Tuesday, May 27, 2008

Other measures of Los Angeles beach cities market activity, April 2008

Shorewood has published its April statistics.

According to the realty firm, the average April DOM for sales in the four beach cities was 69, which is the highest DOM for April since I've started keeping track of Shorewood's DOM numbers back to July 2004. Again, DOM is showing an unusual pattern. During the spring, it normally dips, and that's not really happening. Yet Shorewood doesn't really discuss it.

My calculation of average DOM for just Redondo Beach in April came in at 152 days, which is about 5 months.

Now let's look at Supply Strength (Demand Weakness). It is coming down. Now look at the last time it came down in a big way. We have to keep in mind that for this chart I use Shorewood's own official numbers, not my own estimates. Last year when the official inventory count shrank, that didn't exactly lead to a booming recovery, did it? So I wouldn't interpret any decline yet as a sign of a recovery. We are a long way from that.

Shorewood probably defines *inventory* as whatever is currently listed. When inventory shrinks, Shorewood calls that *good*. I, on the other hand, am assuming we are in one hellacious downturn. So when I see inventory drop, I build another assumption upon my bear market assumption - inventory dropped because home sellers who didn't sell their homes and didn't relist have set aside the idea of selling their homes. They have exited the stage, relegated to the roles of understudies. In other words, there are frustrated wannabe sellers out there who aren't even listing their houses right now because of market conditions.

What evidence do I have that my assumptions could have merit? Well, of the 185 listings I currently have in my database of properties that were either listed or marked down in May (this month), some 28% were originally listed five months ago or longer. Of all the 1000+ unresolved records in my database (not just the ones that are newly listed or price-reduced in May), some 10% of them were first listed in 2006. Another 17% were listed from the beginning of last year up until a year ago (late May).

Even if, say, 25% of the 1000+ unresolved records in my database were resolved, that would still put my database showing some 40% more inventory than what is currently listed in Zip Realty.

Anyway, back to inventory versus sales. It's been coming down. I don't anticipate inventory to sales getting tight like it did around March 2007, and certainly not tight like it did in the late spring of 2005. We'll see.

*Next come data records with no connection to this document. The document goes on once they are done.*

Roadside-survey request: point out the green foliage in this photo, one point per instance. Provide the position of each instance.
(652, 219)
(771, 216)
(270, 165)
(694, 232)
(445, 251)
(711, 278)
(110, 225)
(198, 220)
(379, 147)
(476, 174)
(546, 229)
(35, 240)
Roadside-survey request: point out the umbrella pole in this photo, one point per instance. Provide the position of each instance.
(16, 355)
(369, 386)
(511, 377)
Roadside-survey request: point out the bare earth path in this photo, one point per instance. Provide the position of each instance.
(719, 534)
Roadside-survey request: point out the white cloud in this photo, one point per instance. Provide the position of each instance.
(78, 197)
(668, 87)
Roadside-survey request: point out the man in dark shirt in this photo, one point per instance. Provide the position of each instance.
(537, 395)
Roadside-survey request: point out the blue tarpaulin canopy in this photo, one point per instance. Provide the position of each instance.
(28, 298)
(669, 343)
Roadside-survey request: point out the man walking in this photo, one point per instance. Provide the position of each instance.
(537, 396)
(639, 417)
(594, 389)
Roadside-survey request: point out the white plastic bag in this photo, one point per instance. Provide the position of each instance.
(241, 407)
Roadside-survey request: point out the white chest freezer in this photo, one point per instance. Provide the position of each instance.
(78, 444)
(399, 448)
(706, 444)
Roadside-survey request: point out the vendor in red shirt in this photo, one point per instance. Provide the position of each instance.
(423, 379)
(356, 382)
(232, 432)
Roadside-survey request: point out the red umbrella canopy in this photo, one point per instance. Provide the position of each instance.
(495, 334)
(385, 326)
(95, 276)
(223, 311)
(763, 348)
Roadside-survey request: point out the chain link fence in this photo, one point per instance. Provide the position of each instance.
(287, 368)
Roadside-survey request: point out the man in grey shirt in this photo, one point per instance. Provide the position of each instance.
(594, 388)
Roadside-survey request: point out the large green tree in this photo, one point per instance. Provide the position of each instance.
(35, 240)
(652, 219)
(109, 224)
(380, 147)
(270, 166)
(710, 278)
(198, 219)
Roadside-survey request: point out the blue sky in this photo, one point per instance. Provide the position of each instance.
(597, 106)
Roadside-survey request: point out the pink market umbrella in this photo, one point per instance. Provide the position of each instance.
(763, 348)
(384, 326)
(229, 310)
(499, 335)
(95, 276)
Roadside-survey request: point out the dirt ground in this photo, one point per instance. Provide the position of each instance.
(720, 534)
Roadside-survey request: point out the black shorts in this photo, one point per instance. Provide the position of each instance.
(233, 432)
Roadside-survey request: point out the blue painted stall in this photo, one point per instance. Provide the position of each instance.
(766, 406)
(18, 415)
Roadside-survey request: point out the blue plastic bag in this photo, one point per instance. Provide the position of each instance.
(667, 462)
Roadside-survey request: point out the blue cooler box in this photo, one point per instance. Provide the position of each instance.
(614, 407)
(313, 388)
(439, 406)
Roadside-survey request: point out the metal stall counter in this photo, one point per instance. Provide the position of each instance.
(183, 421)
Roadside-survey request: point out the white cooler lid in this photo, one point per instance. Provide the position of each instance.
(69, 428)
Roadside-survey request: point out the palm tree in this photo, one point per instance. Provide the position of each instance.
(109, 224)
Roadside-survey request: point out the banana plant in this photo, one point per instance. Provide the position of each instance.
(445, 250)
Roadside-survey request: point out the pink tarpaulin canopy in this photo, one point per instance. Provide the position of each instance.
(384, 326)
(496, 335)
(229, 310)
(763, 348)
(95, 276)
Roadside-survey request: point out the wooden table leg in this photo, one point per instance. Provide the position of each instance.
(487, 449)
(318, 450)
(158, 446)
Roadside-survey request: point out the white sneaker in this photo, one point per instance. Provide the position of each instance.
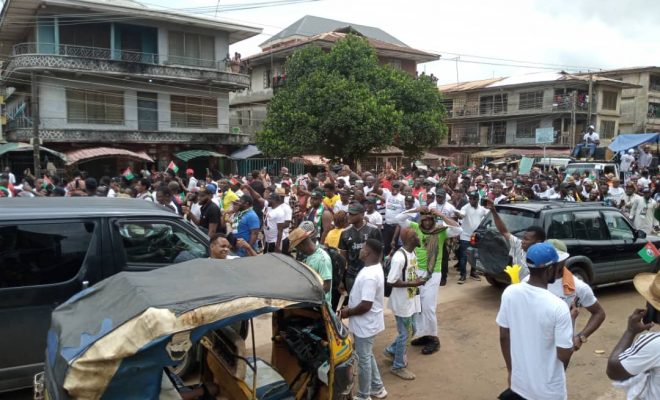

Now, beach cities median price. It actually moved up, by some 9.1%, to $1,050,000. The price pattern is quite jagged. Even though the median price was up from March, it is still below the peaks reached in September 2007 and January 2008.

I don't know if I've explained before, but I am starting to wonder if there could be some manipulation in the sales figures. Units at Breakwater have been selling. These are lower end senior condos. The sales of these would pull down the median price in Redondo Beach even more than its been showing. Some local realtors even pointed that out in an article in March. I cannot find sales records recorded either in the local papers or in Zillow. The only reason I know about any sales at all is because Zip Realty shows about 35 (out of 190+ units) sold. Neither square footage nor sales prices are recorded in Zip Realty, and as I've said they aren't recorded anywhere else at all yet.

It's difficult to tell whether Redondo Beach is exerting any gravitational pull downwards on the median price. This is one month, where, unusually, the Redondo Beach chart from DataQuick data and the beach cities chart differ in price direction.